China's party membership figures expose Xi's concerns
Jul 26, 2022
Beijing [China], July 26 : Ahead of the Chinese Communist Party's (CCP) twice-a-decade national congress in November, an intra-party bulletin that updated membership figures of the CCP has ruffled some feathers among some China analysts.
Last month, the Organization Department of the CCP Central Committee said that the number of the Communist Party of China (CPC) members surpassed 96.71 million by the end of 2021.
The membership was 3.7 per cent up from the 2020 figure, and 15.9 per cent more than the figure when the 18th CCP National Congress was held in late 2012, Xinhua news agency reported.
According to the Chinese news agency, more than 4.38 million people joined the CPC last year when the Party marked its centenary, figures from the report showed. The CCP had nearly 4.94 million primary-level Party organizations as of the end of 2021, an increase of 117,000 from the previous year.
Xinhua reported that CCP has been making constant efforts to attract new members and become a vanguard to ensure the Party maintains its strong vitality and combat capacity.
The composition of Party membership has continuously improved with better levels of education and steady growth in the proportion of female members and those from ethnic minority groups, it added.
Writing for The Washington Times, China analyst Jianli Yang, said, "Under China's state propaganda machinery, the 'fact' that party membership increased during the worst period of the pandemic is supposed to imply that ordinary Chinese citizens fully supported the leadership's lockdown measures and were unperturbed by food shortages."
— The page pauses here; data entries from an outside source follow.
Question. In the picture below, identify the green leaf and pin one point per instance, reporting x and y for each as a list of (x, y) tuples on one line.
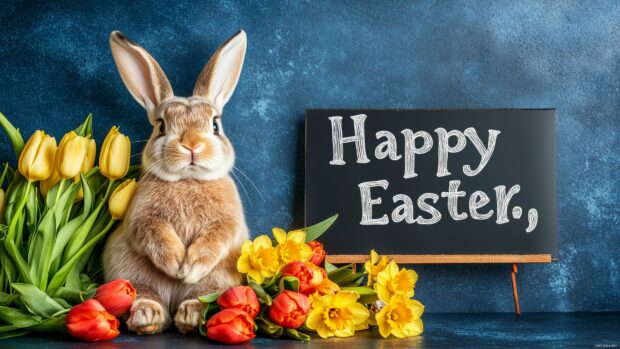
[(37, 301), (7, 265), (313, 232), (16, 138), (40, 250), (292, 333), (18, 318), (263, 297), (5, 173), (6, 299), (290, 283), (16, 258), (61, 276), (9, 334), (209, 298)]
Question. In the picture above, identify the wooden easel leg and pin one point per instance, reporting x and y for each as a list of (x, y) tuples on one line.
[(515, 292)]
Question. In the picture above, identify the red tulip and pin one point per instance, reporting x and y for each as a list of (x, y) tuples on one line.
[(289, 309), (89, 321), (116, 296), (308, 274), (231, 326), (240, 297), (318, 253)]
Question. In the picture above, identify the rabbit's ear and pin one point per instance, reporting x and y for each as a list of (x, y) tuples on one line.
[(143, 77), (218, 79)]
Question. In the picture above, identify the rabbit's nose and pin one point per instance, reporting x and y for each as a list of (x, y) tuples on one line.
[(192, 141)]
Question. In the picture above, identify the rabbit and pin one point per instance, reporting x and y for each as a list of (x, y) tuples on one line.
[(185, 225)]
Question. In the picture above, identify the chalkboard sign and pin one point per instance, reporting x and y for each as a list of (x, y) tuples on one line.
[(434, 186)]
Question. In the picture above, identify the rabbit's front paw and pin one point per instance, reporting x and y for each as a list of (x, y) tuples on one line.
[(147, 317)]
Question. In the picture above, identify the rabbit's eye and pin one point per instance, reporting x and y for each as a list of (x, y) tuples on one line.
[(216, 126)]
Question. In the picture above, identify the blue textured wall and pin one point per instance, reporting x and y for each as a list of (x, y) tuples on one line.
[(55, 67)]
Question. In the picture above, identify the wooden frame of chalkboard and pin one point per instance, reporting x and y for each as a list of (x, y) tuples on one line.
[(523, 155)]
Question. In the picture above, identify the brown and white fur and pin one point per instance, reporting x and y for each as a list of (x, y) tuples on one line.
[(183, 232)]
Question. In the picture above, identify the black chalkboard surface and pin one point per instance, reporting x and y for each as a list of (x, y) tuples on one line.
[(443, 185)]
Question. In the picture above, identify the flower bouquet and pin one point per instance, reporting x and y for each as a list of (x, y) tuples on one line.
[(291, 291), (56, 209)]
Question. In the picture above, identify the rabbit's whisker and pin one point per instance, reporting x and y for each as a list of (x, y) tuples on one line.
[(243, 187), (251, 182)]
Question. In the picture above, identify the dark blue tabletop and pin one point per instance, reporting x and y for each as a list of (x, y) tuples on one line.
[(534, 330)]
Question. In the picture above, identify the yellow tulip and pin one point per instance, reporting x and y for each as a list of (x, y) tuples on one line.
[(258, 259), (292, 246), (47, 184), (400, 318), (120, 199), (70, 155), (36, 162), (115, 155), (2, 204), (374, 266), (87, 165), (337, 314), (393, 280)]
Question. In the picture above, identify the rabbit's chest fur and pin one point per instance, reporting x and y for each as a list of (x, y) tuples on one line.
[(189, 206)]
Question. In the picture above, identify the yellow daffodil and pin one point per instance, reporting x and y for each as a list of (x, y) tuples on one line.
[(393, 280), (400, 317), (337, 315), (36, 161), (258, 259), (70, 155), (292, 247), (115, 155), (120, 199), (374, 266)]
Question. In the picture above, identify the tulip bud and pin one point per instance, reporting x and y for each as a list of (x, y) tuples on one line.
[(318, 253), (120, 198), (116, 296), (70, 155), (115, 155), (309, 276), (231, 326), (87, 165), (2, 204), (36, 161), (289, 309), (240, 297), (89, 321)]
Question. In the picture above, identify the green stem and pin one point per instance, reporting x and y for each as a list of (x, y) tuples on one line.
[(60, 188), (12, 234)]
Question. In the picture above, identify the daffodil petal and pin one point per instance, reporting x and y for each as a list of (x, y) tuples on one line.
[(279, 234)]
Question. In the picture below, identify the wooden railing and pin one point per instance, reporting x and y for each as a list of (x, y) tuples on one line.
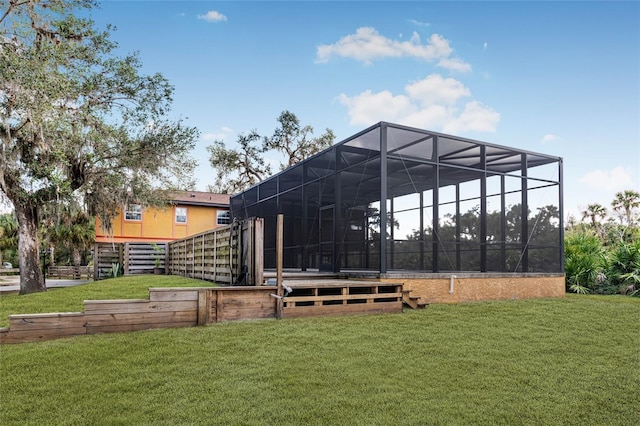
[(70, 272)]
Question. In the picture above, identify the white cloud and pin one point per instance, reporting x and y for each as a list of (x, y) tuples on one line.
[(221, 135), (437, 89), (475, 117), (549, 138), (367, 45), (612, 180), (419, 23), (435, 103), (213, 16), (454, 64)]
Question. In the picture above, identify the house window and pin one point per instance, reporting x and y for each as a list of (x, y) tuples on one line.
[(133, 212), (181, 215), (224, 217)]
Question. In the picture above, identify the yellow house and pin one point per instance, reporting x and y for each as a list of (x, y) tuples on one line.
[(188, 213)]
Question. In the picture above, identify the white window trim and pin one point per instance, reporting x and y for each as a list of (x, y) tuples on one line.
[(223, 214), (131, 210), (185, 215)]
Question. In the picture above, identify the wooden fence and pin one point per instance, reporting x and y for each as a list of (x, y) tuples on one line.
[(130, 258), (70, 272), (229, 255), (105, 257)]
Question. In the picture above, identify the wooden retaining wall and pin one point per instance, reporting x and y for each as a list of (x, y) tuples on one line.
[(187, 307)]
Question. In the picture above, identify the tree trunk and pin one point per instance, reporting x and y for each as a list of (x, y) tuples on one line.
[(76, 256), (31, 278), (52, 256)]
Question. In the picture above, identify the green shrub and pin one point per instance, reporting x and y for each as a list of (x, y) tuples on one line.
[(623, 271), (584, 261)]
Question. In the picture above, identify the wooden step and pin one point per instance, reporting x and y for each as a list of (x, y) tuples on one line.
[(414, 302)]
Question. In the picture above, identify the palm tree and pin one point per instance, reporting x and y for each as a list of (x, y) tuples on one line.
[(593, 212), (625, 203)]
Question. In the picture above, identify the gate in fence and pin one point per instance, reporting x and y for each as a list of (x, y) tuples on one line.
[(228, 255), (231, 254)]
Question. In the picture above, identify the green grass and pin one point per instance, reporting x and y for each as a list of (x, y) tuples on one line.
[(70, 299), (538, 362)]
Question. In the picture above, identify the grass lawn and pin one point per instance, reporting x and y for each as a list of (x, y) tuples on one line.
[(539, 362), (70, 299)]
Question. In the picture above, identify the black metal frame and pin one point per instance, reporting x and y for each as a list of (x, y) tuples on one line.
[(390, 179)]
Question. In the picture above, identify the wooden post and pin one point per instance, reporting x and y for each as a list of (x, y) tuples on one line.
[(279, 245), (258, 254)]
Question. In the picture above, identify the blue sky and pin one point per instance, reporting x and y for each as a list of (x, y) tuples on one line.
[(561, 78)]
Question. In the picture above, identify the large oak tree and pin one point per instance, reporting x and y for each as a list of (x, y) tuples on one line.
[(239, 168), (79, 122)]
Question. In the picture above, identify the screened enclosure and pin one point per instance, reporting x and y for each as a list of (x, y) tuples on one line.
[(395, 198)]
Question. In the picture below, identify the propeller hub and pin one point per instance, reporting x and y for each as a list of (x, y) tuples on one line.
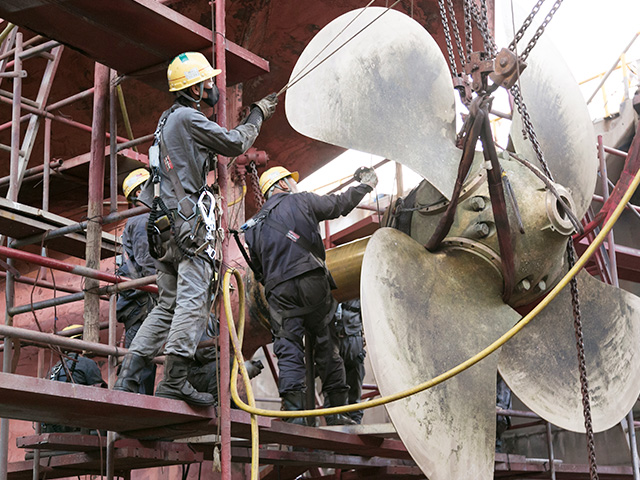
[(538, 252)]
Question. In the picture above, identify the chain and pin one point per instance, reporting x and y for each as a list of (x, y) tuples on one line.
[(540, 30), (254, 184), (528, 130), (483, 25), (456, 33), (584, 385), (468, 29), (447, 36), (526, 24)]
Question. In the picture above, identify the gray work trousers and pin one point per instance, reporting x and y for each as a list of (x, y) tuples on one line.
[(181, 314)]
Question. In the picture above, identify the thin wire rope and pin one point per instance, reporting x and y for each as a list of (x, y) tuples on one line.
[(292, 83), (328, 44)]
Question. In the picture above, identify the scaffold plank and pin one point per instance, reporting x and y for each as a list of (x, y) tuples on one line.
[(19, 221), (316, 458), (33, 399), (125, 460), (150, 33)]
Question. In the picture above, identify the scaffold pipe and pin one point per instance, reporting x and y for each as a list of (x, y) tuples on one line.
[(70, 268), (68, 343), (79, 227)]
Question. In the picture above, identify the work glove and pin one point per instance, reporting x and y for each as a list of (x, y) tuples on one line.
[(267, 105), (366, 176)]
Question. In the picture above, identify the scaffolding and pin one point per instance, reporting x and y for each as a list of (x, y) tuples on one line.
[(140, 430)]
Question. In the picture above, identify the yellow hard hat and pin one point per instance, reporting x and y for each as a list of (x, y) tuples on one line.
[(134, 180), (273, 175), (73, 327), (188, 69)]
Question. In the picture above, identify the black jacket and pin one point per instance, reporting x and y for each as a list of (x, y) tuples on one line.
[(133, 305), (277, 257)]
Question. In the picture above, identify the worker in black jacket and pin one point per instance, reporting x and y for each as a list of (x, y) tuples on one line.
[(133, 306), (288, 256)]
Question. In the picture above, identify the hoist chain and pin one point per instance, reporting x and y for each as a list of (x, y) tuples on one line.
[(447, 36), (254, 184), (539, 31), (584, 384), (468, 29), (456, 33), (526, 24), (528, 130), (483, 25)]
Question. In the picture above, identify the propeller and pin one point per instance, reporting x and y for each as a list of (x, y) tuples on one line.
[(426, 312), (412, 334), (540, 364), (359, 98), (562, 124)]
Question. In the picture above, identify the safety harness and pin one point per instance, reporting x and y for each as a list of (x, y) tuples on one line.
[(161, 220)]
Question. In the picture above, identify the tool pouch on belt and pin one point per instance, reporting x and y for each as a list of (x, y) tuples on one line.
[(158, 228)]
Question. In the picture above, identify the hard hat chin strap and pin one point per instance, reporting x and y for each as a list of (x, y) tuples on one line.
[(190, 98)]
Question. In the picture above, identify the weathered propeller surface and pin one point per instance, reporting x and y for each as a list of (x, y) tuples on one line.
[(387, 92), (541, 366), (424, 314), (561, 121)]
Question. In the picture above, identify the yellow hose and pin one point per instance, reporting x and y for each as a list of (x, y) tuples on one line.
[(244, 192), (237, 342), (448, 374)]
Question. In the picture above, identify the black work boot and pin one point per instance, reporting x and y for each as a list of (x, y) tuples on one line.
[(337, 399), (130, 373), (292, 401), (175, 384)]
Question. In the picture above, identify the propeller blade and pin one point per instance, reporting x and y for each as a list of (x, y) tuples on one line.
[(425, 313), (540, 364), (561, 121), (364, 98)]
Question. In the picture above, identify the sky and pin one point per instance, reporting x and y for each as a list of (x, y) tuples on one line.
[(589, 34)]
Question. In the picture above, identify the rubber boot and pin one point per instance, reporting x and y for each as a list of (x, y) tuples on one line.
[(337, 399), (175, 384), (292, 401), (130, 373)]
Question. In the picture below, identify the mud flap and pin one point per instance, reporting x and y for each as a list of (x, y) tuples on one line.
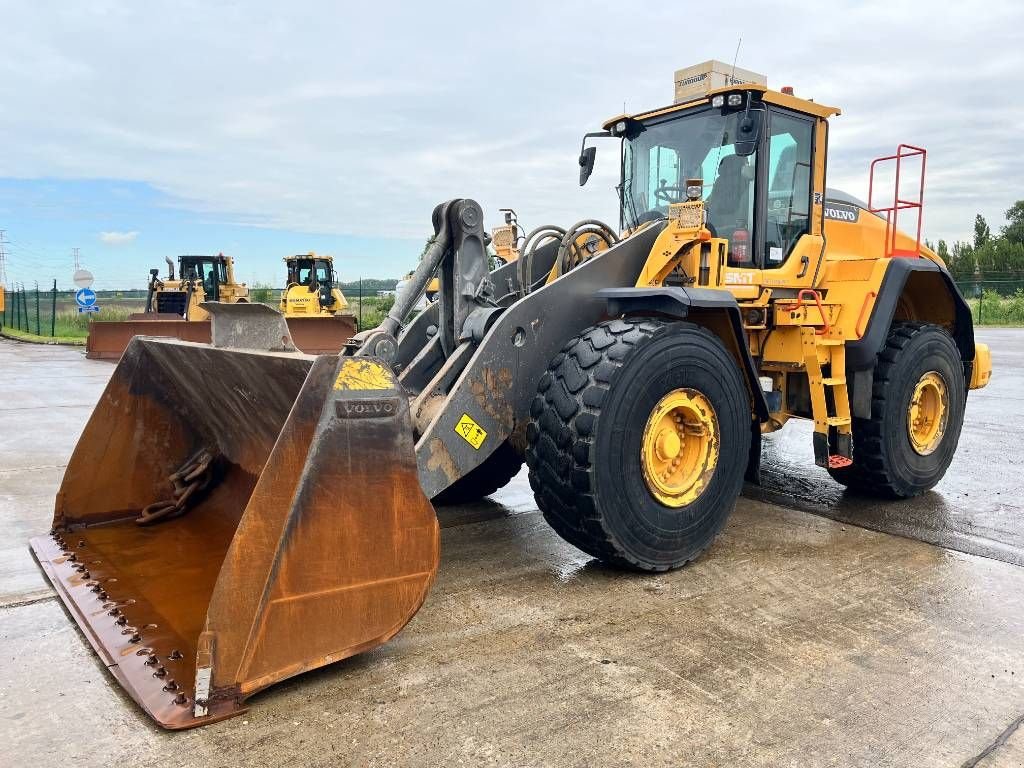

Jianli Yang argued that the statistics also reveal a subtle attempt by the leadership to assert that party membership increased the most after Xi Jinping came to power in 2012.
The China analyst highlighted how in a short span between 2012 and 2021, the CCP grew by an astounding 21 million members. Notably, Jianli points out that among CCP members, there is an issue of "dual" loyalty: loyalty to the party and loyalty to Xi himself.
Since the Chinese Chairman's ascent to power, Jianli argued that Xi has made relentless efforts to assert the CCP's dominance and coerce members to reaffirm their commitment to the party's ideology and "Xi Jinping Thought on Socialism with Chinese Characteristics for a New Era."
Xi is more concerned about the party's loyalty to him.
"He (Xi) has spent years building an 'imperial' presidency and cult of personality, through his 'anti-corruption' campaigns through which potential rivals were purged or deterred. Party members have been asked to pledge personal loyalty to Mr Xi, reminiscent of Mao's Cultural Revolution," the China analyst added.